Infer from a pre-defined Dataset. Dataset is defined in paddle.base.dataset.
Given a program, either a program or compiled program, infer_from_dataset will
consume all data samples in dataset. Input scope can be given by users. By default,
scope is global_scope(). The total number of thread run in training is `thread`.
Thread number used in training will be minimum value of threadnum in Dataset and
the value of thread in this interface. Debug can be set so that executor will display
Run-Time for all operators and the throughputs of current infer task.
The document of infer_from_dataset is almost the same as train_from_dataset,
except that in distributed training, push gradients will be disabled in infer_from_dataset.
infer_from_dataset() can be used for evaluation in multi-thread very easily.
Args:
program(Program|CompiledProgram): the program that needs to be run,
if not provided, then default_main_program (not compiled) will be used.

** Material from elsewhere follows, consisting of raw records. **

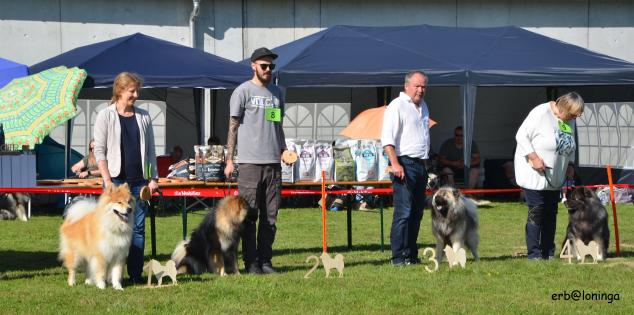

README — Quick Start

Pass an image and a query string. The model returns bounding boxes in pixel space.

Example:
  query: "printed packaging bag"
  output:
[190,145,205,180]
[314,141,335,181]
[333,140,356,182]
[350,140,379,182]
[296,140,315,181]
[376,141,390,180]
[280,139,299,183]
[202,145,225,182]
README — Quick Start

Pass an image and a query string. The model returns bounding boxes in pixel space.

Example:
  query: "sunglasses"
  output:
[259,63,275,71]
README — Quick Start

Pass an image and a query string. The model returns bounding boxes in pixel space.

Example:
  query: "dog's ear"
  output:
[452,188,460,199]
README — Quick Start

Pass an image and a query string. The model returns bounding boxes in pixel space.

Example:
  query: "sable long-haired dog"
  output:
[172,196,248,276]
[0,193,31,221]
[431,186,480,263]
[59,184,135,290]
[564,187,610,260]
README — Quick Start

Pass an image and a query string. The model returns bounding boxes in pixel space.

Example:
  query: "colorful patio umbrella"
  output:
[339,106,436,140]
[0,66,86,148]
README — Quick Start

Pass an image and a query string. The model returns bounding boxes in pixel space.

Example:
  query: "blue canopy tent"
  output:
[29,33,252,89]
[0,58,28,88]
[29,33,252,180]
[262,25,634,180]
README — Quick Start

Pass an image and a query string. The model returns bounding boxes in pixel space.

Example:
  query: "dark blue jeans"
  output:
[112,178,147,282]
[524,189,559,259]
[390,156,427,264]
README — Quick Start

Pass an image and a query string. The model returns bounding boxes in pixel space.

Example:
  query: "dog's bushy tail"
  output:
[172,239,189,266]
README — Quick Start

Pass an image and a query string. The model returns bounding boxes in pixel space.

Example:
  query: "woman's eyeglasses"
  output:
[259,63,275,71]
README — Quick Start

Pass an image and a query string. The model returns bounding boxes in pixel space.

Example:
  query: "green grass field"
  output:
[0,203,634,314]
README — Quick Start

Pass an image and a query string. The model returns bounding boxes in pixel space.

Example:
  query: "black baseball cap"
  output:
[251,47,277,62]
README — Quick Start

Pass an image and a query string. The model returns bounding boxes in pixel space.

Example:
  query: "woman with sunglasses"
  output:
[514,92,584,260]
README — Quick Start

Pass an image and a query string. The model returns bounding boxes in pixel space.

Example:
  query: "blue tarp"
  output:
[272,25,634,87]
[0,58,28,88]
[262,25,634,176]
[29,33,253,88]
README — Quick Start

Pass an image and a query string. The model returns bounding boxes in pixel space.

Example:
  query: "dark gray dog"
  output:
[431,186,480,263]
[564,187,610,260]
[0,193,31,221]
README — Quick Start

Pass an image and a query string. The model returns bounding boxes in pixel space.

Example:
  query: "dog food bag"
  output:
[350,140,379,182]
[296,140,315,181]
[315,141,335,181]
[376,141,390,180]
[280,139,299,183]
[203,145,225,182]
[189,145,205,180]
[332,140,356,182]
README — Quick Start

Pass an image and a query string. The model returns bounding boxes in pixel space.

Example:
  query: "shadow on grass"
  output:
[0,250,61,272]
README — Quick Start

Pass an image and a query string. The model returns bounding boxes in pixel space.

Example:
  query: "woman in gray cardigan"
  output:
[93,72,158,283]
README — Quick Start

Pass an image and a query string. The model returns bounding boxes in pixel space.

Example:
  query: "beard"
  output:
[255,69,273,84]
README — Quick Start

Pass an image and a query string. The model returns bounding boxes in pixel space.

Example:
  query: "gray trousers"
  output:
[238,163,282,267]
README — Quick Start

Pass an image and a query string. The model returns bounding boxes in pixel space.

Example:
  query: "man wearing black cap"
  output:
[225,47,286,274]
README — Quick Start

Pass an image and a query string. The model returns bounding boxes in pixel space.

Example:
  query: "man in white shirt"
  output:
[381,71,429,266]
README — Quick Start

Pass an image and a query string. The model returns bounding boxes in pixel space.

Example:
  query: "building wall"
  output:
[0,0,634,65]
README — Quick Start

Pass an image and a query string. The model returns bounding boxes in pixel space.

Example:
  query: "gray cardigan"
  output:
[93,104,158,179]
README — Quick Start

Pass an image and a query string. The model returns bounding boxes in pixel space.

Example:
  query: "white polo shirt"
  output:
[381,92,429,159]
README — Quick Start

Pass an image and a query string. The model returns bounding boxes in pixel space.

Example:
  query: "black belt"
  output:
[399,155,427,165]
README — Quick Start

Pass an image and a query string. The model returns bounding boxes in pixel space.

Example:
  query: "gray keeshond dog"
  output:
[431,186,480,263]
[0,193,31,221]
[564,187,610,260]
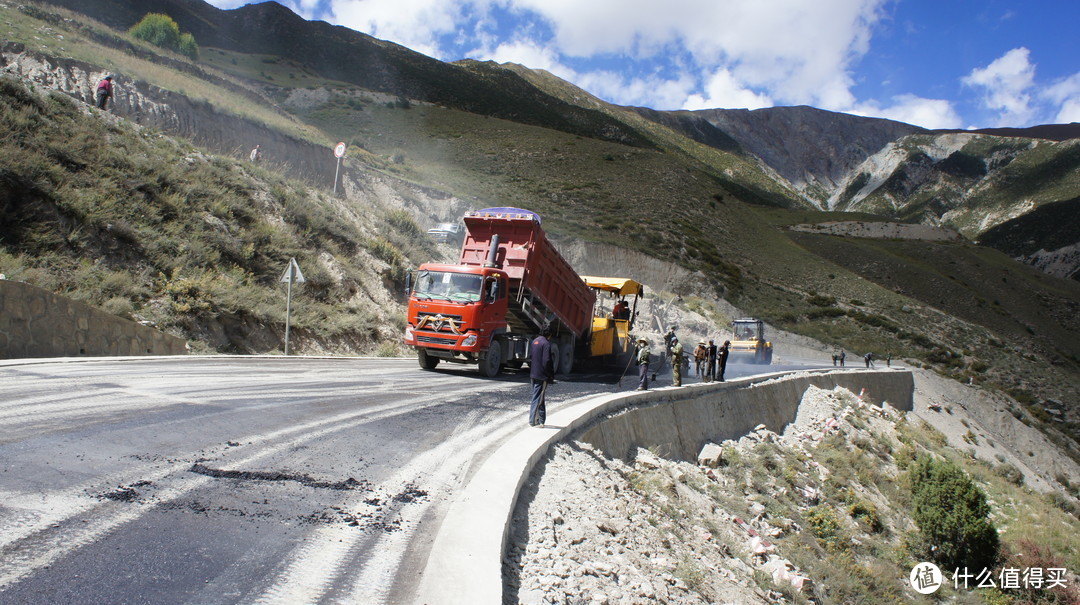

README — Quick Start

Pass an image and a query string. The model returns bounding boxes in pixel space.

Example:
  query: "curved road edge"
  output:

dataset(paddle.base.Dataset): dataset created outside this function,
a user should provide a well-defined dataset before calling this function.
Please check the document of Dataset if needed. default is None
scope(Scope): the scope used to run this program, you can switch it to different scope
for each run. default is global_scope
thread(int): number of thread a user wants to run in this function. Default is 0, which
means using thread num of dataset
debug(bool): whether a user wants to run infer_from_dataset, default is False
fetch_list(Tensor List): fetch Tensor list, each Tensor will be printed during
training, default is None
fetch_info(String List): print information for each Tensor, default is None
print_period(int): the number of mini-batches for each print, default is 100
fetch_handler(FetchHandler): a user define class for fetch output.
Returns:
None
Examples:
.. code-block:: pycon
>>> # doctest: +SKIP("This does not supported in PIR mode")
>>> import paddle
>>> paddle.enable_static()
>>> place = paddle.CPUPlace() # you can set place = paddle.CUDAPlace(0) to use gpu
>>> exe = paddle.static.Executor(place)
>>> x = paddle.static.data(name="x", shape=[None, 10, 10], dtype="int64")

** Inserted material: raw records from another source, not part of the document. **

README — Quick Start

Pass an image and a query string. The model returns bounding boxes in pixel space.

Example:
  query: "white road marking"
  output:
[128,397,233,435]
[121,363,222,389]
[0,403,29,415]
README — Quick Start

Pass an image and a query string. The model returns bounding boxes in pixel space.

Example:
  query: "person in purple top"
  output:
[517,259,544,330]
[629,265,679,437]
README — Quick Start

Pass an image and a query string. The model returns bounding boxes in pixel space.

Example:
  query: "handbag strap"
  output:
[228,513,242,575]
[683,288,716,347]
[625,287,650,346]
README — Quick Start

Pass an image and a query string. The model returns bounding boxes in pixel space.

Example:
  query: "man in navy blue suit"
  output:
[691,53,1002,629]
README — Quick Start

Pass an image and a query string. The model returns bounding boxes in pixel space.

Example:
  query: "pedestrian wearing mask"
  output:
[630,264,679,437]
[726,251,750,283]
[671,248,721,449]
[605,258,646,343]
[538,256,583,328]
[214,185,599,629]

>>> y = paddle.static.data(name="y", shape=[None, 1], dtype="int64", lod_level=1)
>>> dataset = paddle.base.DatasetFactory().create_dataset()
>>> dataset.set_use_var([x, y])
>>> dataset.set_thread(1)
>>> # you should set your own filelist, e.g. filelist = ["dataA.txt"]
>>> filelist = [] # type: ignore[var-annotated]
>>> dataset.set_filelist(filelist)
>>> exe.run(paddle.static.default_startup_program())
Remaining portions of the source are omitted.